Der Start in meine vier USA-Trainingswochen hätte einfacher sein können. Dabei fing alles so viel versprechend an: Der Flieger von London nach Miami war total leer! Mehrere Sitzreihen frei, Beine komplett ausstrecken und richtig schlafen! Auf die Frage, warum der Flieger so leer sei, zuckte die Stewardess nur die Schultern. Normalerweise sei die Strecke gut gebucht. Inzwischen glaube ich, man hat das Personal angewiesen nichts zu sagen. Damit es keine Panik gibt. In Miami gab’s ein kostenloses Upgrade auf den Mietwagen. Nur weil ich ein bisschen gejammert habe, dass mein Radkoffer nicht gut in das billige Standardmodell reinpasst. Es waren ungewöhnlich viele Mietwagen da. Ich durfte einfach einen Jeep nehmen. Auch hier hätte ich stutzig werden können.

Als ich auf dem Weg von Miami nach Clermont zwischendurch anhielt, um Essen und Getränke zu kaufen, waren zwei Regalreihen komplett leer. Es gab weder Wasser noch Konserven. Derartiges habe ich zuletzt als Kind in den 80ern gesehen. Im sozialistischen Polen kurz nach Aufhebung des Kriegsrechts. Gut, Hering in Tomatensauce wollte ich auf der Fahrt eh nicht essen. Ich kaufte was Frisches und Cola und fragte mich an der Kasse nur sehr kurz, was für ein sonderbares Sinnbild leere Supermarktregale im Kapitalismus abgeben.
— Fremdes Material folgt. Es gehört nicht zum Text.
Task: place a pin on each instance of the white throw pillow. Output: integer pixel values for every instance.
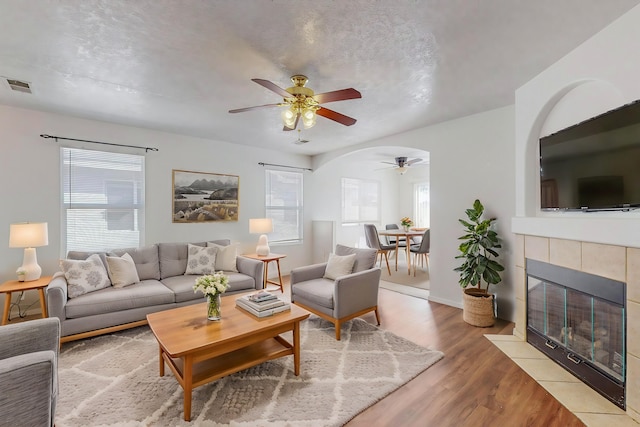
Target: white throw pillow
(84, 276)
(226, 256)
(200, 260)
(122, 271)
(339, 266)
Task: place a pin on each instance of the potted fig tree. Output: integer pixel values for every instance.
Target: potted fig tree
(478, 270)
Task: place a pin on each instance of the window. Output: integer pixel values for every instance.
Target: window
(421, 204)
(103, 200)
(284, 205)
(360, 201)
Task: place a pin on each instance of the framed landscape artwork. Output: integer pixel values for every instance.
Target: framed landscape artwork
(203, 197)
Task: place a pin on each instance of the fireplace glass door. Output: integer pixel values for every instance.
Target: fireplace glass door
(587, 326)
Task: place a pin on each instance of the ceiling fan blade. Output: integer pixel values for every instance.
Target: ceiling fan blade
(273, 87)
(240, 110)
(335, 116)
(295, 125)
(337, 95)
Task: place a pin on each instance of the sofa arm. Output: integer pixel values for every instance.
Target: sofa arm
(28, 337)
(57, 296)
(356, 291)
(308, 272)
(29, 389)
(251, 267)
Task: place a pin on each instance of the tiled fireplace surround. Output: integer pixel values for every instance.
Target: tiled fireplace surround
(614, 262)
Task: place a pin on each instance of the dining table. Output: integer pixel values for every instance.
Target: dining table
(407, 234)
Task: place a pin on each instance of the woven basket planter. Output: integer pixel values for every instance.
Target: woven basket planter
(477, 308)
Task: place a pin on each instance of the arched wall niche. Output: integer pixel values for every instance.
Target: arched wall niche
(574, 103)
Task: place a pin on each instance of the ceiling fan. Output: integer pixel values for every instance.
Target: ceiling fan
(402, 164)
(303, 103)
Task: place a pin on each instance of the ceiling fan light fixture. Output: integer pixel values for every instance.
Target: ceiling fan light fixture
(308, 118)
(289, 118)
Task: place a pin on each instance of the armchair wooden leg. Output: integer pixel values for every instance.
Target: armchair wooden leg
(387, 259)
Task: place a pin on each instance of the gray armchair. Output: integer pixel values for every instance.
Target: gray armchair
(341, 299)
(29, 372)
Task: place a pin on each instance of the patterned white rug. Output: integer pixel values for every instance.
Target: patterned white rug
(113, 380)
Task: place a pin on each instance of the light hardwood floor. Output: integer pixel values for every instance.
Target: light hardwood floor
(475, 384)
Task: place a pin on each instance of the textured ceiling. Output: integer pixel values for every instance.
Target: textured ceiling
(179, 66)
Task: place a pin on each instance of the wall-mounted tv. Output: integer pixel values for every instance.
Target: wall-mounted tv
(594, 165)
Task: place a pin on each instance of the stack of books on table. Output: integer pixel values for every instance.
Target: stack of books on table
(262, 304)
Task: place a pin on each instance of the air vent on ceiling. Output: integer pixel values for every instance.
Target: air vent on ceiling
(19, 85)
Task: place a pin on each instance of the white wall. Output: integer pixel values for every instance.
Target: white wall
(29, 171)
(598, 76)
(469, 159)
(326, 195)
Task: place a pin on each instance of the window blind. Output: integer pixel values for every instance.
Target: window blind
(103, 200)
(284, 205)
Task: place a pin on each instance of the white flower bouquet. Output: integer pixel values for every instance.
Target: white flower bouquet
(212, 285)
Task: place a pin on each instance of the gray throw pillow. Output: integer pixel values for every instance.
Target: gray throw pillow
(201, 260)
(338, 266)
(84, 276)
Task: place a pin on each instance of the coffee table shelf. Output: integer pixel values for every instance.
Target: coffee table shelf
(229, 363)
(199, 351)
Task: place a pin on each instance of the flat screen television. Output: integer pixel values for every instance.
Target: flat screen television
(594, 165)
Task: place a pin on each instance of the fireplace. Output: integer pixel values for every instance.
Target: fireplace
(579, 321)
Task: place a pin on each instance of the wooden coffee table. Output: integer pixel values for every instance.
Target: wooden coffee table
(199, 351)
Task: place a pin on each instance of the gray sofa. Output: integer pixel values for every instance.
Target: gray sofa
(163, 285)
(29, 372)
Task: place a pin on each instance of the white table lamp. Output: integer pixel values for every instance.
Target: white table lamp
(29, 235)
(261, 226)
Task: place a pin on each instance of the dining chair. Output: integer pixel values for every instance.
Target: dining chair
(373, 241)
(402, 242)
(421, 251)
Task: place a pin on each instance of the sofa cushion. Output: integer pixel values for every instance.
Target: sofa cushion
(82, 255)
(145, 258)
(339, 265)
(201, 260)
(109, 300)
(365, 257)
(122, 271)
(226, 256)
(84, 276)
(173, 257)
(317, 291)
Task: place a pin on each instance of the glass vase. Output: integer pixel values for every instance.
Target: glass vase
(214, 311)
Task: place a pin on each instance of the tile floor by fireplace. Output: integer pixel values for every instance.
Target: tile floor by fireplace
(591, 408)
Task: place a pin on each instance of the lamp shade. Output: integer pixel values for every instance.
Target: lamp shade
(28, 235)
(260, 225)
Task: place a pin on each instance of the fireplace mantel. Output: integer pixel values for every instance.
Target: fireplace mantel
(611, 228)
(606, 247)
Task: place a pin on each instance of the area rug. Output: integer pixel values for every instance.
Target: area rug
(113, 380)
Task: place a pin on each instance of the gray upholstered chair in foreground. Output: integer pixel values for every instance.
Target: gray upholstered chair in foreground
(29, 372)
(341, 298)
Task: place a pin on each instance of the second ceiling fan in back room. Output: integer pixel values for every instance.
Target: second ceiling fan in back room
(302, 102)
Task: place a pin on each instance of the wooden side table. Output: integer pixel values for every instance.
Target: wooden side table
(15, 286)
(266, 260)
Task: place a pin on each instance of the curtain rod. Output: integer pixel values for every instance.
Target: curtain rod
(45, 136)
(285, 166)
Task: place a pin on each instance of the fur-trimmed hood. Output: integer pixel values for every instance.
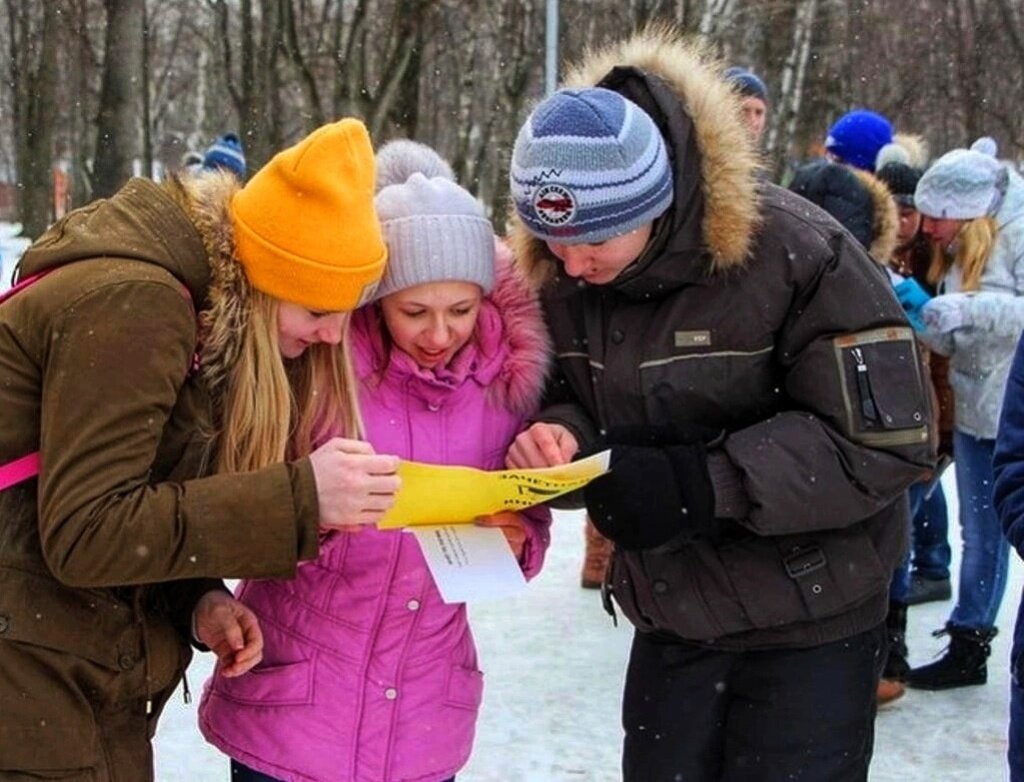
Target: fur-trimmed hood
(857, 200)
(711, 226)
(224, 308)
(509, 355)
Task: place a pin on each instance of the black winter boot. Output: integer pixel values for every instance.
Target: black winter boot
(890, 687)
(896, 665)
(963, 664)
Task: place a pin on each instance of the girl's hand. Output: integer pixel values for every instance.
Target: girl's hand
(512, 526)
(542, 445)
(230, 630)
(354, 485)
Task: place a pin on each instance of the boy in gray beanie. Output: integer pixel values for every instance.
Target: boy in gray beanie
(711, 331)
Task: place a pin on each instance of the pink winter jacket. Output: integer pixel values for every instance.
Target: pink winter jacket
(367, 676)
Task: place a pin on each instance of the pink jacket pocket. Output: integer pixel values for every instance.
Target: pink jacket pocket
(290, 684)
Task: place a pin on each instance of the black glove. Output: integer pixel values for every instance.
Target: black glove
(652, 494)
Die Antwort auf meine Frage habe ich heute Morgen bekommen. So ein Jeep, der schluckt ganz gut was. Und ohne Auto geht hier gar nichts. Also musste ich tanken. Erste Tankstelle: Fehlanzeige. „Sorry, we are out of gas.“ Zweite, dritte, vierte Tankstelle: dasselbe. Ein junges Mädchen hat mir den Weg zu einer fünften Gasstation beschrieben. Dort habe man größere Vorräte. Ganz Florida bereitet sich auf Irma vor. Keiner weiß, ob der Hurrikan kommt, wann er kommt und wie stark er noch sein wird. Es heißt, so einen heftigen Hurrikan habe es über dem Atlantik noch nie gegeben. Die Florida Keys im Süden sind schon evakuiert. Das Auswärtige Amt rät von Urlaubsreisen nach Florida ab. Klar, dass ein Flug nach Miami in diesen Tagen nicht so der Topseller ist, und Mietwagen in Massen stehen bleiben.

Die Karibikinseln Barbuda und Saint-Matin sind schwer zerstört. Der Nerdfreak in mir macht sich selbst in dieser Lage Sorgen übers Training. Weil Irma ja nun aber noch nicht da ist, hab ich also Irma Irma sein lassen und bin eine kleine Runde locker gelaufen. Wasservorräte lege ich mir die Tage noch irgendwie an. Und wenn die Stromversorgung lahm gelegt und alle Supermärkte dicht sind, dann trinke ich eben den ganzen Tag Isopulver. Man ist schon im Vorteil als Triathletin.

Ich wohne hier direkt am See und das Wasser ist schön warm. Nach dem Laufen wollte ich noch ein bisschen schwimmen gehen. Man sagte mir, ich könne da ruhig rein. Die Alligatoren seien ja nicht in der Mitte des Sees. Die würden nur dahinten im Schilf sitzen. Das sind doch endlich mal gute Nachrichten hier. Und eben gerade habe ich eine Kakerlake in meinem Haus zur Strecke gebracht. Alles wird gut!